There's a lot to get used to on the mission, but it's coming along. Yesterday in church, a 17-year old boy touched me on the shoulder to indicate he wanted to walk past, and the thought, "AHHHH! DON'T TOUCH ME!!" came immediately to my mind. For somebody as huggy as myself, I'd say that's a major shift. Riding a bike is easy as a piece of piirakka nowadays, and I actually look forward to it sometimes. That being said, with the colder weather, we've decided to make more use of the local public transportation, so the obscurity of the Oulu bus system is still a bit new to me. The time table is unlike any other bus schedule I've seen in the USA or Europe, so I'm going to have to be very observant as we ride, so as to get to know places and routes better.
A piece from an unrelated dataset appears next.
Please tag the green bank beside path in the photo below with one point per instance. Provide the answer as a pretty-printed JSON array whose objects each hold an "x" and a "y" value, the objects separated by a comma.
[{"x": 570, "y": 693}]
We had a very productive week, although very trying in some ways. I know I've gotten better at letting the Atonement work through me, when I face some of the same re-curring disappointments, and I can go back to a peaceful frame of mind in a shorter amount of time. I can only hope that some of these trials I've been facing will improve over the course of my service here, but if they do, I feel much more equipped to handle them.
We continue to work with some less-active sisters, although since one of them keeps coming to church and YSA home evening, I'm not so sure we can even call her less-active anymore! So much of this work is helping less-active members and new converts either remember their covenants, or understand them better. We get some really great comments from one recent convert in particular during Gospel Principles class. I sometimes wonder where he's going at first with his questions or comments, but then he always manages to make an incredibly simple, but profound statement that is always impressive to me.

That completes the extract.